Through tears, she cries out, “I’m in deep trouble; tell me what to do.” Her life is in ruins. Eat Pray Love is the story of how one woman finds a way to rebuild her life – to restore the ruins.
Restoring the ruins is a process.
Last year, my church’s women’s ministry held a Beth Moore Bible study called Breaking Free. It’s a series focused on how we put ourselves in bondage, either by our way of thinking, our expectations, or our beliefs. Suffering comes from the lies we believe, prejudice we experience, or family faults and hurts – which may stem from a difficult marriage, loss, or even death.
All hurts can be ruinous. Some of these injuries are recent, but some may have happened long ago – ancient ruins. Through Beth Moore’s teaching, we learned to think of these ruins in new ways, to have “courage to extract the precious from the worthless.” We must transform the wreckage in our lives.
I’m still in process.
In the movie, Liz visits the ruins in Rome and discovers how amazing they are. No matter what disasters have befallen the ancient buildings, they’re continually transformed to new beauty. While I’m not sure I can accept everything in the movie, this line stood out to me: “Ruin is a gift. Ruin is the road to transformation.”
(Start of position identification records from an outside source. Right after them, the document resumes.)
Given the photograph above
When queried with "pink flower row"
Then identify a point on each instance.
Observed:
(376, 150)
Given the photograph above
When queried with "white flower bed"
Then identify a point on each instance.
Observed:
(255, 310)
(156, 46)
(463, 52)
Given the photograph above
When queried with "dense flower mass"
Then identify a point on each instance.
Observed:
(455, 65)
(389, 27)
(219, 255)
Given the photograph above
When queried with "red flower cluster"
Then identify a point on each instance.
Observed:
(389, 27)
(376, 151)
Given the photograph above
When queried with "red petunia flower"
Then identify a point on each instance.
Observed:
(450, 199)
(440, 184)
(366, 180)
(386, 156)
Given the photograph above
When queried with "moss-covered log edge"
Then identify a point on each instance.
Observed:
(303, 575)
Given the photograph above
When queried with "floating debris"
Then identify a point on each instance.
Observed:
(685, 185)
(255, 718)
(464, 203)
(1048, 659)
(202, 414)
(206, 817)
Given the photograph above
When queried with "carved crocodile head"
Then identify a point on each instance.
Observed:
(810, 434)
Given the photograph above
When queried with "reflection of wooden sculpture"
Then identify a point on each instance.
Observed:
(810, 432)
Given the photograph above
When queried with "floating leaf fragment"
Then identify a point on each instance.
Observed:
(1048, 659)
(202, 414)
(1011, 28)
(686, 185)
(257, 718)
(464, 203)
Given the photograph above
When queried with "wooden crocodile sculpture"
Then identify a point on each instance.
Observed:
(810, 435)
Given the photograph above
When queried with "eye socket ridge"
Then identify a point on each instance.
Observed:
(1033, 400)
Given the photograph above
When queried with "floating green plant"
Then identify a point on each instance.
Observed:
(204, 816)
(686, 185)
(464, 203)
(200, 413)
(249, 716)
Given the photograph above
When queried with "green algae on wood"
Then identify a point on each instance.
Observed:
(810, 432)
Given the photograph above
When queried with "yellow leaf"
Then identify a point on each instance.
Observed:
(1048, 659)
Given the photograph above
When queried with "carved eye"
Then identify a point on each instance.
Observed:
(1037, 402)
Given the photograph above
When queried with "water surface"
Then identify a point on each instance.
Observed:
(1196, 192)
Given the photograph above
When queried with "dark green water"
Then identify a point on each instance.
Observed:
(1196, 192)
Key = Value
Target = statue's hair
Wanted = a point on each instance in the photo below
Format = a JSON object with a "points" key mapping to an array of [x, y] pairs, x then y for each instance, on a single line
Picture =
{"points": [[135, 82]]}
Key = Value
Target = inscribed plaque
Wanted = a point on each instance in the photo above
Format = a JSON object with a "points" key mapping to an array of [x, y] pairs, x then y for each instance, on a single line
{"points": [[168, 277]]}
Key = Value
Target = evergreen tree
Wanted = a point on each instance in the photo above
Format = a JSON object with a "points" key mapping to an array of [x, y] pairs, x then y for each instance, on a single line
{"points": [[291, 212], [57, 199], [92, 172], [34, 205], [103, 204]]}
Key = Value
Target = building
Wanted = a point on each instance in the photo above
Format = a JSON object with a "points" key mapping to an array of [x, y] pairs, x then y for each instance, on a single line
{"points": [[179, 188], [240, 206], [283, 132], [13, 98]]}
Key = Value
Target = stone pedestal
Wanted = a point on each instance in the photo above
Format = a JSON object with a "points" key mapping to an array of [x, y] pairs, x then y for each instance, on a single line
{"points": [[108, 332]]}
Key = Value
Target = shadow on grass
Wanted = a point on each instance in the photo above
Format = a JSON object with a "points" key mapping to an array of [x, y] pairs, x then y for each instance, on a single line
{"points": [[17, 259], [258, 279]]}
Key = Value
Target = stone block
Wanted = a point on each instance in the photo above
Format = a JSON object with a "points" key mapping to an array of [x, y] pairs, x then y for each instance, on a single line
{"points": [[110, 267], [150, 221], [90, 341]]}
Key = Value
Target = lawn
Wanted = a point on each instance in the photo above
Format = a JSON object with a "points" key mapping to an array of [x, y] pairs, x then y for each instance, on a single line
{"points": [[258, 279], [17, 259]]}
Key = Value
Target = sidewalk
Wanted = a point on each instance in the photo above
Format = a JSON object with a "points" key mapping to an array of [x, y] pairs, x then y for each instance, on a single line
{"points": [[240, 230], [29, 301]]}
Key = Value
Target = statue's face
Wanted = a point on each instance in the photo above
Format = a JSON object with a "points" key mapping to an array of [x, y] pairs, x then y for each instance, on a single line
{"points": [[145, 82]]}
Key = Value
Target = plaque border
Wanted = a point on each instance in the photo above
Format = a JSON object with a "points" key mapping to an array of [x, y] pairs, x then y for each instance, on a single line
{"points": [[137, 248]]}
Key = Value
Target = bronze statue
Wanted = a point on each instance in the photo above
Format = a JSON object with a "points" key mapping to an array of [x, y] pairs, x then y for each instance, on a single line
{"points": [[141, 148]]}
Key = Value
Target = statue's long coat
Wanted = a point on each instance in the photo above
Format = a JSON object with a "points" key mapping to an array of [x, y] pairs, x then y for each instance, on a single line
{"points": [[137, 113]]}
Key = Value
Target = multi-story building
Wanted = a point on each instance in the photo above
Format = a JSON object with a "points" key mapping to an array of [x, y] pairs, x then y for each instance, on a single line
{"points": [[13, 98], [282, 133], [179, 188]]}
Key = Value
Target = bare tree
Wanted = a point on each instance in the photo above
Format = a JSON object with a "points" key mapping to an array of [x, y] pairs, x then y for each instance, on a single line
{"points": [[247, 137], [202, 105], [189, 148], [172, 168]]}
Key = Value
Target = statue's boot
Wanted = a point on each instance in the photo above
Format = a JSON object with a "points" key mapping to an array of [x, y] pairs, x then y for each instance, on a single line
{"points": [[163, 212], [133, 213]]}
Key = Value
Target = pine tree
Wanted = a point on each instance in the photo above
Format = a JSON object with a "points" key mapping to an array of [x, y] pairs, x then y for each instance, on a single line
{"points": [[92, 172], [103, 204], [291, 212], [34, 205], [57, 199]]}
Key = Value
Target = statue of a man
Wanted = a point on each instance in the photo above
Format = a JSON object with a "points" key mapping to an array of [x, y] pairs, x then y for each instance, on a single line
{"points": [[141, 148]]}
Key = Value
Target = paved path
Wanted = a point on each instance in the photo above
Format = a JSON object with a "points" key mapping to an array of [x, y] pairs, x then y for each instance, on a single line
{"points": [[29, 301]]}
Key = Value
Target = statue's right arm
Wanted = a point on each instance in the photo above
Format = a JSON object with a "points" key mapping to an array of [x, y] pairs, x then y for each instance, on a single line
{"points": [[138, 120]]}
Ruin is a gift, a mercy of God, one of his reminders. If it weren’t for ruin, we wouldn’t see our need for transformation. If we change the way we look at ruin, we may regain beauty. Then we will be free to love ourselves and, in turn, love others again – despite the ruins. Because of the ruins.
The LORD will
“bestow on them a crown of beauty instead of ashes,
the oil of joy instead of mourning,
and a garment of praise instead of a spirit of despair….
They will rebuild the ancient ruins
and restore the places long devastated;
they will renew the ruined cities
that have been devastated for generations.”
Out of the ruins, may we all have courage to extract the precious from the worthless.